Doch der Parteifreund an der Kamera unterbricht: "Geht das noch'n bisschen flüssiger?" Beim zweiten Versuch donnert direkt hinter Al-Wazir ein Lastwagen durchs Bild. Beim dritten dröhnt das Mittagsläuten der Wiesbadener Marktkirche los.

Doch der grüne Spitzenmann wirkt, als könnte er noch 20 Mal neu ansetzen, ohne seine gute Laune zu verlieren. Er ist nun seit 29 Jahren Mitglied seiner Partei, seit 23 Jahren im Landtag, er hat gute und weniger gute Zeiten erlebt, aber diesmal läuft der Wahlkampf fast wie von selbst: Die politische Konkurrenz zerlegt sich auf der Berliner Bühne, von der eigenen Bundespartei kommt Rückenwind, die Umfragewerte sind sehr gut und einige Kommentatoren wähnen den 47-jährigen Wirtschafts- und Verkehrsminister der schwarz-grünen Koalition schon als nächsten Ministerpräsidenten des Landes. "Wenn's läuft, läuft's halt", sagt Al-Wazirs Kameramann und klappt nach dem fünften Aufsager-Versuch seines Chefs endlich zufrieden sein Stativ zusammen.

Manchmal scheinen die hessischen Grünen ihre eigene Stärke noch zu unterschätzen. Vor zwei Wochen enthüllten Al-Wazir und seine Co-Kandidatin Priska Hinz vor dem Landtag ein Großplakat für die Schlussphase des Wahlkampfs. "Tarek statt GroKo" stand drauf. Eine Warnung vor einer Kopie bundespolitischer Verhältnisse in Hessen, falls es für eine Fortsetzung von Schwarz-Grün nicht mehr reichen sollte.
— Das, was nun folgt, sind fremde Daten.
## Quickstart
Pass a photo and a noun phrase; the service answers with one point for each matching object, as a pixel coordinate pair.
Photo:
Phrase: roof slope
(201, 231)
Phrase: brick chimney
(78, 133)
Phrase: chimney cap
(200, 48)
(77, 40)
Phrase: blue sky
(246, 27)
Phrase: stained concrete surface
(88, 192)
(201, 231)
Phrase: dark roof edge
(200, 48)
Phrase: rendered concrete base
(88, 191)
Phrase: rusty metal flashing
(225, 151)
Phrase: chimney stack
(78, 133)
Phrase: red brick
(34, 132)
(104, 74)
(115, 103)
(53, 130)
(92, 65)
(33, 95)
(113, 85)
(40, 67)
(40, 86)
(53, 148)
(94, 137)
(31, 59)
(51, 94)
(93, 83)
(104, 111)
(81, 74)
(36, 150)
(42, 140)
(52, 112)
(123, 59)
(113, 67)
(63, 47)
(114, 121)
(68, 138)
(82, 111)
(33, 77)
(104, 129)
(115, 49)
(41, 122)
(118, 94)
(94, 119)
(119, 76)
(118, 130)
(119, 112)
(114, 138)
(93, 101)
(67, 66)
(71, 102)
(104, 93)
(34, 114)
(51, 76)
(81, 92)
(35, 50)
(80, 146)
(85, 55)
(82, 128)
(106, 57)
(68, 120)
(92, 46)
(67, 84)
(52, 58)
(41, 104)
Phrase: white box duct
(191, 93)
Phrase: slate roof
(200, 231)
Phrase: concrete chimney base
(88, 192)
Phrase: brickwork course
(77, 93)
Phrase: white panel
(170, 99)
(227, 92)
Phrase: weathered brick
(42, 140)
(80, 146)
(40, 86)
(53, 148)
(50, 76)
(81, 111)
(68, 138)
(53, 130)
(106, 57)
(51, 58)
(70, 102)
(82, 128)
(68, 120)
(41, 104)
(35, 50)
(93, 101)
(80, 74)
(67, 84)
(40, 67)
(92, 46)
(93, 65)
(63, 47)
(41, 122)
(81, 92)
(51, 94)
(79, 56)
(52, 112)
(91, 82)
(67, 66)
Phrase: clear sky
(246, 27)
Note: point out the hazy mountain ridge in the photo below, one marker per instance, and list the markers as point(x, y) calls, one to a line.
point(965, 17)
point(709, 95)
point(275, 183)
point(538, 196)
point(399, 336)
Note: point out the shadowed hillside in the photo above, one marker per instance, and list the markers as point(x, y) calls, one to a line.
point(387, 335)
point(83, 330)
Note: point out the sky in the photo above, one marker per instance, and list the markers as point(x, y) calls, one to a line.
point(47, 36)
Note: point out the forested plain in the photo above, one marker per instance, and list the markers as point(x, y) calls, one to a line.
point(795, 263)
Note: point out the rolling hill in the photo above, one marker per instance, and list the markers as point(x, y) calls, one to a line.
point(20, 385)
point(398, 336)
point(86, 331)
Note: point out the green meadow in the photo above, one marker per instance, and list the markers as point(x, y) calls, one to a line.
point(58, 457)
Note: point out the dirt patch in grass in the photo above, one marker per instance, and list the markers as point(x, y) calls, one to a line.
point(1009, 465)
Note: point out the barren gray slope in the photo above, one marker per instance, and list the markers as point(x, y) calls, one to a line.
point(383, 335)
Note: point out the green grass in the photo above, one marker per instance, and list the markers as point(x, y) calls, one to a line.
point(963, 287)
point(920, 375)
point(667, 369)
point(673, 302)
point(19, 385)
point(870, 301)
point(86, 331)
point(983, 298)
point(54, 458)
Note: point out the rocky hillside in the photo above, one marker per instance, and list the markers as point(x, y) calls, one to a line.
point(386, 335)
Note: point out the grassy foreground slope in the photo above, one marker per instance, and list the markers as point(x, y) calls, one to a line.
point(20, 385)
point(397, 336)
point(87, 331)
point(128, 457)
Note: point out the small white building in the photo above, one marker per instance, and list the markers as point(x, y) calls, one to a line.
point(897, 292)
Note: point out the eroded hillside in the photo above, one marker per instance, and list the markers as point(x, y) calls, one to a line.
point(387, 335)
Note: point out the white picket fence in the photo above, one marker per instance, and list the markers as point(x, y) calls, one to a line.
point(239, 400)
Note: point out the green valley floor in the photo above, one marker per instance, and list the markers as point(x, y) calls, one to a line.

Ein paar Tage später erschien eine Umfrage der Forschungsgruppe Wahlen für das ZDF, die alles auf den Kopf stellte: Die Grünen waren danach in Hessen auf 22 Prozent gestiegen, die SPD auf 20 abgerutscht und die CDU stehe bei 26. "Die Große Koalition", bemerkte ein Al-Wazir-Vertrauter, "das sind ja jetzt wir!"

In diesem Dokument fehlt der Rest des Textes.